Today's Reading
Over the course of this book, we will provide you, the manager, with a new and improved road map for coaching and development. We'll start in chapter 1 by exploring how every manager, regardless of level, industry, or geography, follows one of four approaches to coaching and developing employees. In chapter 2, we will discuss why the Always On manager, which has been promoted as the right model to improve employee performance, actually does more harm than good. In chapter 3, we will reveal what Connector managers do differently to achieve vastly higher levels of team performance. Chapters 4, 5, and 6 will serve as your "how to" for becoming a Connector manager. As part of that, we will share our research, as well as numerous real stories from a diverse set of Connector managers. Finally, we'll conclude with a chapter on how to create a Connector organization through the acquisition and development of Connectors, and how senior leaders can become "Super Connectors" by using their reach and influence across their organizations to create the infrastructure to enable more Connectors.

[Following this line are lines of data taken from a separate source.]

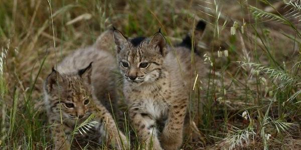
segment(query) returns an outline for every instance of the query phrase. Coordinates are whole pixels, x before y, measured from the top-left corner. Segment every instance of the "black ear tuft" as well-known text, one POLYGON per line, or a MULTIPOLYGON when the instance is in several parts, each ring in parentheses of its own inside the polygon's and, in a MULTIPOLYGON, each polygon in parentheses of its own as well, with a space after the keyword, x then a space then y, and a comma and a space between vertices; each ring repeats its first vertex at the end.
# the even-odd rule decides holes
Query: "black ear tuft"
POLYGON ((198 24, 196 26, 196 30, 204 30, 206 28, 206 22, 202 20, 200 20, 198 22, 198 24))
POLYGON ((54 66, 52 66, 52 72, 57 72, 57 70, 56 70, 54 69, 54 66))
POLYGON ((161 55, 165 56, 168 52, 167 44, 165 38, 161 32, 157 32, 148 42, 148 44, 153 48, 159 48, 159 51, 161 55))
POLYGON ((82 76, 83 75, 83 74, 84 74, 86 72, 86 71, 87 71, 87 70, 89 70, 92 67, 92 63, 93 63, 93 62, 90 62, 90 64, 89 64, 89 66, 87 67, 86 67, 86 68, 84 68, 83 69, 81 69, 81 70, 78 70, 78 75, 80 77, 82 77, 82 76))
POLYGON ((124 45, 127 42, 127 38, 118 30, 115 30, 113 34, 117 53, 119 53, 124 45))

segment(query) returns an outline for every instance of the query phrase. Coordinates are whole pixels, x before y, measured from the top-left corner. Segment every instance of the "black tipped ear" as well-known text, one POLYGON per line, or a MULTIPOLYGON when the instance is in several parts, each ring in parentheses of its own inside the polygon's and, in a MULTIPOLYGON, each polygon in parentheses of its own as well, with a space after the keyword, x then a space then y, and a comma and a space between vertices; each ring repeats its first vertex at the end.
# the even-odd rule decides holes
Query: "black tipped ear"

Whether you are an aspiring manager or have been managing people for decades, this book will provide you with the techniques you need to become better 'and' create more Connectors across your organization. Those Connectors will build higher performing, more engaged, and more productive teams—outcomes we would all like to see in our organizations. Our impetus for writing this book was rooted in our own desire to become better managers within our teams. We are eager to share our research, learning, and new management approach to give you an advantage in your job and help you to become the very best manager you can be.
April 10, 2019
Jaime Roca
Sari Wilde
CHAPTER ONE
WHAT TYPE OF MANAGER ARE YOU?
It is better to change an opinion than to persist in a wrong one.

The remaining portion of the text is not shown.